Intermittent Self-Sustaining Star Formation in Low-Redshift Galaxies Exhibiting a Peak Metallicity Plateau

TL;DR

This paper proposes a model where high-mass low-redshift galaxies sustain intermittent star formation through internal gas recycling, explaining the observed metallicity plateau and star formation rates without external gas infall.

Contribution

It introduces a quantitative model for intermittent star formation in massive galaxies driven by internal gas recycling, accounting for the metallicity plateau and observed star formation rates.

Findings

High-mass galaxies sustain star formation via internal gas recycling.

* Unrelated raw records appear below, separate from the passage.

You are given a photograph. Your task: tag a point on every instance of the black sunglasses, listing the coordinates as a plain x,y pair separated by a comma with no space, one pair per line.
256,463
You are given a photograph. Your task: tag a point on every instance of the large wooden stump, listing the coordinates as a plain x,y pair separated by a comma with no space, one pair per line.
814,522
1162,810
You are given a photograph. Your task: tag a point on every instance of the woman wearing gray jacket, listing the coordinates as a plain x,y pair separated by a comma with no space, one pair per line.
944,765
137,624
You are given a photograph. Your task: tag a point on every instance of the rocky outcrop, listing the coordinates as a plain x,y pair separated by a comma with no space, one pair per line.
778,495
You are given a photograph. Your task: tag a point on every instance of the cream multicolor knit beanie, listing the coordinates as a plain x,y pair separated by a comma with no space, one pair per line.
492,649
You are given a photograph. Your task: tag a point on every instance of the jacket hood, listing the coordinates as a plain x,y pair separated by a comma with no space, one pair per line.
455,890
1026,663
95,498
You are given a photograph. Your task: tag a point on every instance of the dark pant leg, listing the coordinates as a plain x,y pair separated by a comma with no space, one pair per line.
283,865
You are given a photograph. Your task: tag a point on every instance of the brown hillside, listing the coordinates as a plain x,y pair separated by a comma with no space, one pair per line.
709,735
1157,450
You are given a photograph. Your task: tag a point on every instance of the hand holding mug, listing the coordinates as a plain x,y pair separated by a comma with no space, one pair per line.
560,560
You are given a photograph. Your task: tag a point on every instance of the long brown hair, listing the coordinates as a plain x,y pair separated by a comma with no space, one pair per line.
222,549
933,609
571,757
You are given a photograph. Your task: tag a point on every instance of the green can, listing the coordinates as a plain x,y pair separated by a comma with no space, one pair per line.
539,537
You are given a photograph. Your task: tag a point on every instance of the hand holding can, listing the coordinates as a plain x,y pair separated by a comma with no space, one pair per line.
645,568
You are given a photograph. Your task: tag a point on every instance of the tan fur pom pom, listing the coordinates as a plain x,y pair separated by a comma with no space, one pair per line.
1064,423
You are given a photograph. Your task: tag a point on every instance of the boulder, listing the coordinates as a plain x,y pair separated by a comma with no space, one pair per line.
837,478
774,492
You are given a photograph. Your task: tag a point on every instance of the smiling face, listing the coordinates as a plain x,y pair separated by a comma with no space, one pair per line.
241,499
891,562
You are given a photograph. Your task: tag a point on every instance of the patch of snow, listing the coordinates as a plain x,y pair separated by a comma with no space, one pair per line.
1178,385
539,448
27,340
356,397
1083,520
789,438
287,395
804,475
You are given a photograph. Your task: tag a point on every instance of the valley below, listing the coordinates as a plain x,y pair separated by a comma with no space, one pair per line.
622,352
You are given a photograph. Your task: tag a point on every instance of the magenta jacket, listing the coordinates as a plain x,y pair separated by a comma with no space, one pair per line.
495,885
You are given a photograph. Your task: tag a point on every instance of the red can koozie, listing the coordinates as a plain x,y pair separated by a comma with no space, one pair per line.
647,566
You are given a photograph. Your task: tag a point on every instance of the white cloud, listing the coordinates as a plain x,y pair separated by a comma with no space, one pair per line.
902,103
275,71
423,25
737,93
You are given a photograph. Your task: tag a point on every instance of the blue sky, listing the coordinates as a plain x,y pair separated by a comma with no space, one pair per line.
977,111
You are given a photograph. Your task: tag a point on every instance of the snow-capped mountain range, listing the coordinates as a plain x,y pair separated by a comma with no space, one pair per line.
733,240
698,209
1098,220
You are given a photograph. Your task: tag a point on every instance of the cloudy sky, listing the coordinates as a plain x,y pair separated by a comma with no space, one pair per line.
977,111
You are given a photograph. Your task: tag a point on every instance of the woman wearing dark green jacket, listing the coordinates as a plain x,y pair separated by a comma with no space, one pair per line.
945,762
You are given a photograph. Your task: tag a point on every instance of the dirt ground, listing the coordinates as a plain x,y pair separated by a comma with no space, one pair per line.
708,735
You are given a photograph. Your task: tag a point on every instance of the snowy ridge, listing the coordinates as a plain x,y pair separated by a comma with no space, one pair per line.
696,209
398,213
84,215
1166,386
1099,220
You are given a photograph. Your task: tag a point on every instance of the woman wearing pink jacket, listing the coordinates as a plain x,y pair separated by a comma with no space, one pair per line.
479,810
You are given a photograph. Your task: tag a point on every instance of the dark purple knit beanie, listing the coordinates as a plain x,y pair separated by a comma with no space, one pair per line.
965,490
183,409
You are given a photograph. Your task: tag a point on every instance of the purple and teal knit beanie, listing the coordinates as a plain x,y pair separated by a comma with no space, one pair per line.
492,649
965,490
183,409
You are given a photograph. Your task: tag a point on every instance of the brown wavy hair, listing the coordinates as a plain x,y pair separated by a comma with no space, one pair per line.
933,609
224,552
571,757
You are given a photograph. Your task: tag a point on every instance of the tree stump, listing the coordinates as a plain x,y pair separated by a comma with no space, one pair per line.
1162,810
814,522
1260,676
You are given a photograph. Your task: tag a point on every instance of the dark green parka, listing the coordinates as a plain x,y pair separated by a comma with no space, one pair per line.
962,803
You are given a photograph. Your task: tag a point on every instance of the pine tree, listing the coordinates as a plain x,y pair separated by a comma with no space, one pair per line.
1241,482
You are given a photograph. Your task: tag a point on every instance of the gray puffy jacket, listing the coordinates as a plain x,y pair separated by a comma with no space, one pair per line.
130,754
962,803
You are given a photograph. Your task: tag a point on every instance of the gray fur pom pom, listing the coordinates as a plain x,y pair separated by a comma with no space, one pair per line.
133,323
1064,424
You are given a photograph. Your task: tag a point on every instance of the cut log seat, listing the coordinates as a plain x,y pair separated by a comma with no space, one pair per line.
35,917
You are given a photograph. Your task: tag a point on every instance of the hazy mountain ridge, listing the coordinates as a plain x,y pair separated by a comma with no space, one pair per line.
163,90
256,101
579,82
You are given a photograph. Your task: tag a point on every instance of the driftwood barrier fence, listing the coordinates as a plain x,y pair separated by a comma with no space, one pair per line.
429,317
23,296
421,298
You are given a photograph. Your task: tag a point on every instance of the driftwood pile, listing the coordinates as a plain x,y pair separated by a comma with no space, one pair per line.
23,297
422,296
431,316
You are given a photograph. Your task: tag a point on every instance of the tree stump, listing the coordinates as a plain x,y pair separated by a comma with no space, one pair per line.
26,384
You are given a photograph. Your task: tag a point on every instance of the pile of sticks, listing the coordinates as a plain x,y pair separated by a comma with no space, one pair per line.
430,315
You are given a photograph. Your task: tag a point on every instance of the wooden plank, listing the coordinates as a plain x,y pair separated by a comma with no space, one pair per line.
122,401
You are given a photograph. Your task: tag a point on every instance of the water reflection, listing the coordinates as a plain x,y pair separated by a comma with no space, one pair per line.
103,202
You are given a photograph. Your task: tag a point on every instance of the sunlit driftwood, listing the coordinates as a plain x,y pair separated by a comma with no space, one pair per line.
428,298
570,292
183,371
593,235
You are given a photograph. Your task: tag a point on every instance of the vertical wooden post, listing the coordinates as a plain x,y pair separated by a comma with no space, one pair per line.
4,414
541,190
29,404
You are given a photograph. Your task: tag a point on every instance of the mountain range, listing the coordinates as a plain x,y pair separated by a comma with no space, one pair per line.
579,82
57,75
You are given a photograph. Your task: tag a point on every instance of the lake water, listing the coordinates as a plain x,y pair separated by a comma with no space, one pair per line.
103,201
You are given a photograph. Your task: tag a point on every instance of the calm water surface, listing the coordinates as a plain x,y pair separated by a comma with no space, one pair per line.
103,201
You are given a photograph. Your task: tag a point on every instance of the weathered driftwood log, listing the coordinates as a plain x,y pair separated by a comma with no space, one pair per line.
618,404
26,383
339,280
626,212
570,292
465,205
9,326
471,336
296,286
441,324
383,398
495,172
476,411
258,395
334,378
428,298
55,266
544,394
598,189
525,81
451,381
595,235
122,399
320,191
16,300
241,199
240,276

The metallicity plateau at Z(O)=0.0013 is explained by this model.

Star formation rates align with mass loss rates from evolved stars.

Abstract

The decline of star formation in massive low-redshift galaxies, often referred to as quenching, has been attributed to a variety of factors. Some proposals suggest that erupting active galactic nuclei may strip galaxies of their interstellar medium, and thus the ability to form stars. Here, we note that, whereas star formation is universal in small, low-redshift galaxies, fractional duty cycles of star formation steadily decline in galaxies of increasing mass, although star formation may not cease entirely. We show that, when infall of gas from extragalactic space ceases, galaxies of high stellar mass appear to sustain star formation on gas liberated in mass loss from evolved low- and intermediate-mass stars admixed with occasional Type II supernova ejecta. This model quantitatively accounts for the universal limiting metallicity plateau at a ratio of oxygen to hydrogen atoms, Z(O) = n(O)/n(H) = 0.0013, characterizing high-mass intermittently star-forming galaxies. We show that, when fractional duty cycles are specifically taken into account, the star formation rates of galaxies on this plateau correspond to mass loss rates from evolving stars in rough agreement with observed estimates. Far-infrared continuum and fine-structure line observations, as well as molecular data, may soon be able to resolve whether or not low levels of sporadic star formation can be sustained indefinitely in massive galaxies.